Sineren’in açıklamaları şöyle:
“SPK’nın yapmış olduğu suç duyurusu benim şahsımla ilgili. Yalnız şu da var. Bizim bir başvurumuz olmuştu. Sekiz ay boyunca bekletip bununla ilgili de geçenlerde SPK’nın yapmış olduğu basın açıklamasında olumsuz gerekçeleriyle sermaye artırılmasının onaylanmadığı belirtildi. Ben sadece şunu merak ediyorum. Bizim şirketimizin sermaye arttığını sekiz ay bekletilip, sekiz ay boyunca bir eksik evrakların olmasını bahane gösterip, ayrıca şirket yönetim kurulu başkanının aldığı cezalar da öne sürülerek bir şirketin sermaye artırımına olumsuz cevap veriliyorsa bizim gibi, benim gibi patronunun ceza aldığı şirketlerin sermaye artırımları neden onaylanmıyor? Ben bu soruyu. Ali Fuat Taşkesenlioğlu’yla yaklaşık bir ay önce kendisine sordum. Kendisi bana ‘ben onun bedellisine onay vermedim’ dedi. Ben de dedim ki hayır bedellisine onay vermediniz. Tahsisine onay verdiniz. On beş gün aralıklarla, yani bir şirket denetimde. Denetim aşamasında onaylanıyor ve o şirketin patronu ceza alıyor. Eee ama tahsis de onaylanıyor. Şimdi zaten şunu karıştırmamak gerekiyor. Şirketin patronları başka bir şey. Patronu olmak başka bir şey. Şirket başka bir şeydir, tüzel kişiliktir. Patronun yüzünden bir şirketi cezalandırırsanız küçük yatırımcıyı cezalandırırsınız. Benim de her türlü olarak hukuki mücadelesini size tekrar edebilir. Ama bu işte banka yatırım holdingi karıştıramazlar. Bu şirketin yatırımcıları hastalığı yüzünden bu cezayı çekemezler. Çekmemeli.”
“SEDAT PEKER’LE ÖNCEDEN TANIŞIKLIĞIMIZ VAR”

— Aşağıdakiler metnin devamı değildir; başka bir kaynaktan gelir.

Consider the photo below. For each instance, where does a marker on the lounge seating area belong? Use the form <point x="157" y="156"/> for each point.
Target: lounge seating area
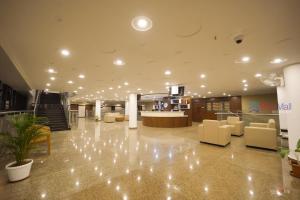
<point x="261" y="135"/>
<point x="214" y="132"/>
<point x="237" y="126"/>
<point x="113" y="117"/>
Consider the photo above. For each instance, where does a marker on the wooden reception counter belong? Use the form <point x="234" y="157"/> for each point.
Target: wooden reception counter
<point x="164" y="119"/>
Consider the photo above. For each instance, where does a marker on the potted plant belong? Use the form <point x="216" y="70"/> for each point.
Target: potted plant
<point x="18" y="142"/>
<point x="294" y="163"/>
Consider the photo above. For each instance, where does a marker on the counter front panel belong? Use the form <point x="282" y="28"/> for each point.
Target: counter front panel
<point x="164" y="119"/>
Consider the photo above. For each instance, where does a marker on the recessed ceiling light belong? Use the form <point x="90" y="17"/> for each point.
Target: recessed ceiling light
<point x="65" y="52"/>
<point x="81" y="76"/>
<point x="51" y="71"/>
<point x="119" y="62"/>
<point x="168" y="72"/>
<point x="245" y="59"/>
<point x="141" y="23"/>
<point x="258" y="75"/>
<point x="277" y="61"/>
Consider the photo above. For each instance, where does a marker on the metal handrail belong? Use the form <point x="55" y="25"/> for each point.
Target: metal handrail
<point x="15" y="112"/>
<point x="37" y="101"/>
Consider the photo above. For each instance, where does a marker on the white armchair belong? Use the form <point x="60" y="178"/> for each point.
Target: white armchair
<point x="262" y="135"/>
<point x="237" y="126"/>
<point x="212" y="131"/>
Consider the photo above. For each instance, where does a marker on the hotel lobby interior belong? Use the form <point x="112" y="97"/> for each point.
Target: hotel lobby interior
<point x="149" y="100"/>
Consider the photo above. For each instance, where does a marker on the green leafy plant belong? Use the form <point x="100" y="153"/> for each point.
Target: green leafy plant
<point x="19" y="142"/>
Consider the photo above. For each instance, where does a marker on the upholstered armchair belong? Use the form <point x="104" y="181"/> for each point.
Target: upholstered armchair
<point x="262" y="135"/>
<point x="212" y="131"/>
<point x="237" y="126"/>
<point x="269" y="124"/>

“Sedat beye bunlarla ilgili olarak bilgiler gitmiş. Sedat Bey de Ünsal beyi aradığında beni de aynı şekilde aradı. Ben şirketime zarar gelmemesi için, bunlar daha öncesinden ortaya çıkacaktı. Ben hiçbir zaman devletten umudumu kesmedim. Ben Sedat beyle daha öncesinden tanışıyorum. Benim bir geçmişe dayalı bir tanışıklığım var ancak çok samimi değilim. Camianın içerisinde bu halka açık bir şirket gibi patronuyum. Beni de bu piyasada herkes biliyor. Sedat bey de biliyor.”
“EKONOMİ DAİRE BAŞKANI BORA BEY BENİMLE DALGA GEÇTİ”
“Ben bu bilgileri devletin başındaki bütün kurumlara gönderdim, anlatmaya çalışın. Lütfen çözüm bulun ‘rüşvetsiz iş ilerlemiyor’ dedim. Bakın Ekonomi Daire Başkanlığı’na gittim. Daire Başkanı Bora bey benimle dalga geçti. Bora bey benden rüşvet istedi demiyorum.”
“BİRBİRLERİNE DÜŞTÜKLERİ İÇİN HER ŞEY ORTAYA ÇIKTI”
“Burada özne diye bir şey yok, özneler var. Burada ikiye ayrılmışlar. Birincisi, izin kısmıyla ilgili olan kısım. İkincisi bu taraftaki listelerin satışıyla ilgili olan kişiler. Benim kurumlarla ilgili bir derdim yok. Zehra hanımın bu işlerle ilgili bir danışmanlık şirketi var. Halka arzları bu anlamdaki patronlarla ilgili işleri kim yapıyor. Onlar yürütüyor. Bunu bütün Türkiye biliyor. Benden istedikleri rüşveti vermedim. Ali Fuat bey, Zehra hanım ve Ünsal bey birbirine düştükleri için her şey ortaya çıktı. Ali Fuat Bey’le yüz yüze görüştüğümde bana ‘sizin bahsettiğiniz kişilerle bir buçuk yıldır görüşmüyorum dedi. Süre içerisinde bunlar bu konular yüzünden araları kötü olmuştu. O zaman o dönemde Zehra Hanım yanındaydı. O dönemde Zehra Hanım kocasının yanında olmayıp abisinin yanında olsaydı şu anda Ali Fuat Taşkesenlioğlu hala SPK başkanıydı. Türkiye’de ne yazık ki dediğim gibi amaç oy alabilmek, iktidar olabilmek olduğu için buradaki milletvekili olan kişilerin fonksiyonlarının ne şekilde değerlendirildiğini çok iyi biliyoruz.”